From 847085966799d6351dbead31e560054b144edb69 Mon Sep 17 00:00:00 2001
From: Thomas Viehmann <tv@beamnet.de>
Date: Sun, 24 Mar 2024 14:08:09 -0700
Subject: [PATCH] reflect old jit signature changes in test_ddp (#67)

---
 thunder/tests/distributed/test_ddp.py | 25 ++++++++++++-------------
 1 file changed, 12 insertions(+), 13 deletions(-)

diff --git a/thunder/tests/distributed/test_ddp.py b/thunder/tests/distributed/test_ddp.py
index 3562a10a5c..03bedfd334 100644
--- a/thunder/tests/distributed/test_ddp.py
+++ b/thunder/tests/distributed/test_ddp.py
@@ -184,7 +184,7 @@ def func(
             e = c @ b + a
             return e, d
 
-        cfunc = thunder.jit(func, executors_list=_executor.executors_list())
+        cfunc = thunder.jit(func, executors=_executor.executors_list())
         device = f"cuda:{self.rank}"
         a = make_tensor((2, 2), device=device, dtype=torch.float32)
         b = make_tensor((2, 2), device=device, dtype=torch.float32)

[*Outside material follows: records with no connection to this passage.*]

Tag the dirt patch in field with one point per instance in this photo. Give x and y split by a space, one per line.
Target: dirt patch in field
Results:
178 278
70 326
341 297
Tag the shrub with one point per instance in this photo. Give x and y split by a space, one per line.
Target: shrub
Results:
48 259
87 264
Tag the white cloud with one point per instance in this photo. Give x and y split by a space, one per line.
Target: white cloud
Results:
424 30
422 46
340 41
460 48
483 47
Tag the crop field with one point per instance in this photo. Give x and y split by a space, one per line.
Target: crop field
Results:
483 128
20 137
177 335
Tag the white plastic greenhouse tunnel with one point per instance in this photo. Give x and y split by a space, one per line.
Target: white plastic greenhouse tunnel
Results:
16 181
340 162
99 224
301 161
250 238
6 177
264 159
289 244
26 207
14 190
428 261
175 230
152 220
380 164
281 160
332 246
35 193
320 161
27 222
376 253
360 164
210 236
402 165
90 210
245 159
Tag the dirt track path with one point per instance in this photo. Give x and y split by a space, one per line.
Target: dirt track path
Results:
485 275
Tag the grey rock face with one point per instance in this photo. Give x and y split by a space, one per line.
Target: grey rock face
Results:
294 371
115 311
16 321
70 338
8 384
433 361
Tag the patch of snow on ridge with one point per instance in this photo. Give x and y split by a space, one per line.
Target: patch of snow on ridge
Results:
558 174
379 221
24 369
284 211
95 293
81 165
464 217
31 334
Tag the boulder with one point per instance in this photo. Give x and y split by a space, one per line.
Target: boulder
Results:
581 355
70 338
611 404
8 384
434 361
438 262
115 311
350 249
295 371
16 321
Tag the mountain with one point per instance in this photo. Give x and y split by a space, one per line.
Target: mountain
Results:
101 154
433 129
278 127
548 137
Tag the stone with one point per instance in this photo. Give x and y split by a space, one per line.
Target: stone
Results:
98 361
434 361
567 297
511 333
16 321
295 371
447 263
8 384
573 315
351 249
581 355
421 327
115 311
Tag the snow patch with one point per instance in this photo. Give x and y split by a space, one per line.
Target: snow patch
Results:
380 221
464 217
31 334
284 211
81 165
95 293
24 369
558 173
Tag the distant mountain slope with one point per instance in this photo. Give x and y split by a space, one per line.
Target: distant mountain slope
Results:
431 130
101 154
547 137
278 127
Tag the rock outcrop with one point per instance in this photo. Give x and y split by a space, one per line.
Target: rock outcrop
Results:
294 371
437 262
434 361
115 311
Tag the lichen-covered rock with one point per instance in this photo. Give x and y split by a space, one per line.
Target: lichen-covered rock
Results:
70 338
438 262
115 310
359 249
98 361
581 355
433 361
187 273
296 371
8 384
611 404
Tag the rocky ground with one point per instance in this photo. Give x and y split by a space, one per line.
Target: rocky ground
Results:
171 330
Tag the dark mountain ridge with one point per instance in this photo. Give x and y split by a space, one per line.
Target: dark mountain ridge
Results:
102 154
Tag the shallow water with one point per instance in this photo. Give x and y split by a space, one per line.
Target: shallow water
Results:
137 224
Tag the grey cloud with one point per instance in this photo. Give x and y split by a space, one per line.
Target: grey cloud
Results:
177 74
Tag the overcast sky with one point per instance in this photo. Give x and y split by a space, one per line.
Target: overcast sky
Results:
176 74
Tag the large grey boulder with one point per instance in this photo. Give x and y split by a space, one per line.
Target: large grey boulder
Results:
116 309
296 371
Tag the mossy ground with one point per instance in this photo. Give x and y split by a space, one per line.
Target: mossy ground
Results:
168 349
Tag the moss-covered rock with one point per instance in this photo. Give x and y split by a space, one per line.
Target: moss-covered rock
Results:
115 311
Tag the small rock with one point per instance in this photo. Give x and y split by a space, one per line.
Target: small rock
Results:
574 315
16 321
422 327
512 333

@@ -258,7 +258,7 @@ def lc_foo(
         process_group = c10d.new_group()
 
         # NOTE Preprocessing is disabled because we call thunder.torch operations directly
-        cfoo = thunder.jit(lc_foo, executors_list=_executor.executors_list())
+        cfoo = thunder.jit(lc_foo, executors=_executor.executors_list())
 
         for op, async_op in product((None, torch.distributed.ReduceOp.SUM), (False, True)):
             expected = foo(a, b, op, process_group, async_op)
@@ -310,7 +310,7 @@ def lc_foo(
         process_group = c10d.new_group()
 
         # NOTE Preprocessing is disabled because we call thunder.torch operations directly
-        cfoo = thunder.jit(lc_foo, executors_list=_executor.executors_list())
+        cfoo = thunder.jit(lc_foo, executors=_executor.executors_list())
 
         for async_op in (True, False):
             expected = foo(a, b, process_group, async_op)
@@ -368,7 +368,7 @@ def lc_foo(
         process_group = c10d.new_group()
 
         # NOTE Preprocessing is disabled because we call thunder.torch operations directly
-        cfoo = thunder.jit(lc_foo, executors_list=_executor.executors_list())
+        cfoo = thunder.jit(lc_foo, executors=_executor.executors_list())
 
         for async_op in (True, False):
             expected = foo(a, b, process_group, async_op)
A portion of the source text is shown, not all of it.